In itself, everything is bioactive in some way and reacts on a cellular or molecular level. Vitamins, for example, are highly bioactive, as they are responsible for and trigger countless vital processes in our body. But ordinary water is also inherently bioactive – albeit less so. Water is often a reaction partner in various metabolic processes; for example, it makes up 90% of our blood and fulfills an important transport function for other substances.
The various nutrients and substances therefore differ from one another in their bioactivity. But there are also low and highly bioactive forms of certain substances. An example: The vitamin B12 contained in our B vitamin complex comes in its natural form from methylcobalamin, which is highly bioactive in the body. In contrast, the synthetically produced vitamin B12 cyanocobalamin is hardly bioactive. This means that this artificial form is hardly active and efficient in our bodies.

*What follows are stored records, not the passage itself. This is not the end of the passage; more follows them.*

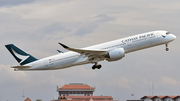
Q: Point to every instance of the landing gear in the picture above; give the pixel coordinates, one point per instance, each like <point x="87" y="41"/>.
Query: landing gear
<point x="98" y="66"/>
<point x="167" y="49"/>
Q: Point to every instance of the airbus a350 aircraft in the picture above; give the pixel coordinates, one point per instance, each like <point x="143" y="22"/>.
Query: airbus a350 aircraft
<point x="110" y="51"/>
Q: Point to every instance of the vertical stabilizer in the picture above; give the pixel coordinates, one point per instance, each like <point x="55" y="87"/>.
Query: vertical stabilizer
<point x="21" y="56"/>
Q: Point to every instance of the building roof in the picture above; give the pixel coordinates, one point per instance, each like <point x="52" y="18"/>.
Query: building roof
<point x="76" y="86"/>
<point x="27" y="99"/>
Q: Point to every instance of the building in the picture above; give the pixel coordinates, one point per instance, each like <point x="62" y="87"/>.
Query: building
<point x="79" y="92"/>
<point x="161" y="98"/>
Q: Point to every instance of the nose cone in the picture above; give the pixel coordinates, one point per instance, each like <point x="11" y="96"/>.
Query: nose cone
<point x="173" y="37"/>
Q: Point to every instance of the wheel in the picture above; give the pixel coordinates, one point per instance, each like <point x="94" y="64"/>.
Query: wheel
<point x="167" y="49"/>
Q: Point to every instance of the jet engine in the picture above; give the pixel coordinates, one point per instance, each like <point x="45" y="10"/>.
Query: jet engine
<point x="115" y="54"/>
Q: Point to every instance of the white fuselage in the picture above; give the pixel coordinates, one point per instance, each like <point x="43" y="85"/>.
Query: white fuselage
<point x="129" y="44"/>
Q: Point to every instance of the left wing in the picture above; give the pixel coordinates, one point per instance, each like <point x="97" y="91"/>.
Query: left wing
<point x="96" y="55"/>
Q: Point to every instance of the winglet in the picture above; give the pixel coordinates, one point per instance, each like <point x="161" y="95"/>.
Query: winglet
<point x="63" y="45"/>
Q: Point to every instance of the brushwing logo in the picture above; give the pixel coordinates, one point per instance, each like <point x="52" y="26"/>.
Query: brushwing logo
<point x="22" y="57"/>
<point x="163" y="36"/>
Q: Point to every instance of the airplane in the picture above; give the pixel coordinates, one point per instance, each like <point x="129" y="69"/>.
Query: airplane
<point x="109" y="51"/>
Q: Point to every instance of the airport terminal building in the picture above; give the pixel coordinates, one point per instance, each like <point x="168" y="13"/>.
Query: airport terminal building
<point x="161" y="98"/>
<point x="79" y="92"/>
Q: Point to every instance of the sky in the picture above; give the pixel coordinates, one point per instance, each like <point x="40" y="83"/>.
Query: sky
<point x="37" y="26"/>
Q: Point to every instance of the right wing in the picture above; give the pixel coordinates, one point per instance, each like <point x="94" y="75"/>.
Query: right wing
<point x="93" y="54"/>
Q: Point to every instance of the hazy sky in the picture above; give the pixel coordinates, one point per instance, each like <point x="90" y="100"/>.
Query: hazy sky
<point x="37" y="26"/>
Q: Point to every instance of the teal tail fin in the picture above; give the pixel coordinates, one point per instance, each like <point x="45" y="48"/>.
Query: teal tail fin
<point x="21" y="56"/>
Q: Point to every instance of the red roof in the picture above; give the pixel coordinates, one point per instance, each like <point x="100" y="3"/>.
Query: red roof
<point x="88" y="97"/>
<point x="27" y="99"/>
<point x="76" y="87"/>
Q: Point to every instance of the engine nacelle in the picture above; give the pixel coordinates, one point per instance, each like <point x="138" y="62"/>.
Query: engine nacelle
<point x="115" y="54"/>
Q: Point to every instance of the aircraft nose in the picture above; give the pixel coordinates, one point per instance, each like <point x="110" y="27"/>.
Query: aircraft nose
<point x="173" y="36"/>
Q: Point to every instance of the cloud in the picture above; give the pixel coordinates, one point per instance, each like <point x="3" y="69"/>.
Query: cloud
<point x="14" y="3"/>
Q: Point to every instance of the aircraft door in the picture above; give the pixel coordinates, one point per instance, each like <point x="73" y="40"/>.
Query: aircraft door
<point x="129" y="43"/>
<point x="158" y="35"/>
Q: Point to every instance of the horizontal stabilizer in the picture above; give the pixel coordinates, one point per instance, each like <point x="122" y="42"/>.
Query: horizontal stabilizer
<point x="20" y="66"/>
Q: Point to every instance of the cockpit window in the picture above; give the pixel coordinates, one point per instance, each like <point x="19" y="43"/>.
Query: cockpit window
<point x="167" y="33"/>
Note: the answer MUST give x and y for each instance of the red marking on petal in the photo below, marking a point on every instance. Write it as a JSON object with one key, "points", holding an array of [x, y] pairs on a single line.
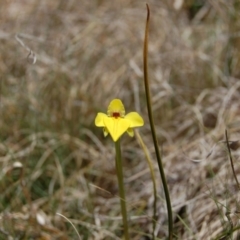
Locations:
{"points": [[116, 114]]}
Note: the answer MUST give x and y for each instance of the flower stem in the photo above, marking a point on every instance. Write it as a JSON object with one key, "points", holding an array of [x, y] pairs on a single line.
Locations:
{"points": [[150, 116], [119, 169]]}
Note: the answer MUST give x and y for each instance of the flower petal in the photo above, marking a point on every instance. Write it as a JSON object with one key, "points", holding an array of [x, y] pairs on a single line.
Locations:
{"points": [[99, 120], [135, 119], [130, 132], [116, 127], [105, 131]]}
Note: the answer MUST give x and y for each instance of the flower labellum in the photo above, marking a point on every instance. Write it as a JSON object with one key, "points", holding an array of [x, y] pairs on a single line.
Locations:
{"points": [[116, 122]]}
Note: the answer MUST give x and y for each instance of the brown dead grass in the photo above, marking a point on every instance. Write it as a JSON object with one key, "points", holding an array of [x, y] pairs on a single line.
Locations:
{"points": [[54, 160]]}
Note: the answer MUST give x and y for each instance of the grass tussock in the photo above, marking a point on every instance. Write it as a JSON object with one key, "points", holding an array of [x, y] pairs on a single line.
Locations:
{"points": [[54, 160]]}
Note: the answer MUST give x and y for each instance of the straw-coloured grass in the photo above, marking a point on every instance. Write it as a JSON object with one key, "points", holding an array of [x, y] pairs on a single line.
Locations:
{"points": [[54, 160]]}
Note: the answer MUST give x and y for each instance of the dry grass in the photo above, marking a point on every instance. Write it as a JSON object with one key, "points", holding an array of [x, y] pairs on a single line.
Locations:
{"points": [[54, 160]]}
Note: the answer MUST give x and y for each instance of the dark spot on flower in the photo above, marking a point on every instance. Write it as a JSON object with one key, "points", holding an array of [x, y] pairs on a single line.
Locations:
{"points": [[116, 114]]}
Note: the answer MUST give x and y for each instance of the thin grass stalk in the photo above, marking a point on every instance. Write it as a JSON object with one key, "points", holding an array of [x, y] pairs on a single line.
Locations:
{"points": [[231, 160], [150, 116], [145, 150], [119, 169]]}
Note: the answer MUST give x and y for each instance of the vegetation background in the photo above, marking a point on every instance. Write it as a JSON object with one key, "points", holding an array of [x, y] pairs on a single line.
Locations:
{"points": [[61, 62]]}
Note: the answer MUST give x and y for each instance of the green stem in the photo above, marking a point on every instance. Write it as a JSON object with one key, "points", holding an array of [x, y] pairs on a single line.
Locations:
{"points": [[119, 169], [150, 116]]}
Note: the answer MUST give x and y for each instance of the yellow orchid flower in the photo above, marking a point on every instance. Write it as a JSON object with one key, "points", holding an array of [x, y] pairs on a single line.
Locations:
{"points": [[116, 122]]}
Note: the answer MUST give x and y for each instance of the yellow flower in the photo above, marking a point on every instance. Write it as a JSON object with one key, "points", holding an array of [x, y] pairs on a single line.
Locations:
{"points": [[116, 122]]}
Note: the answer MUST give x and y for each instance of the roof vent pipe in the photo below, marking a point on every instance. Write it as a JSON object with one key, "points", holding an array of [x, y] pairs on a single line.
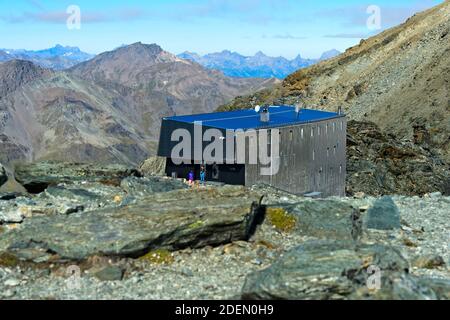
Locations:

Would you like to find out more about bioactive compounds, their effects and which foods they occur in?
Bioavailability describes how well, effectively and quickly your body absorbs a substance. Bioactivity describes how good and efficient the reaction of the substance in question ultimately is in the body. Even if these similar-sounding terms have completely different meanings, they are of inseparable importance in our diet.
Bioactive forms of nutrients and high bioavailability are always preferable.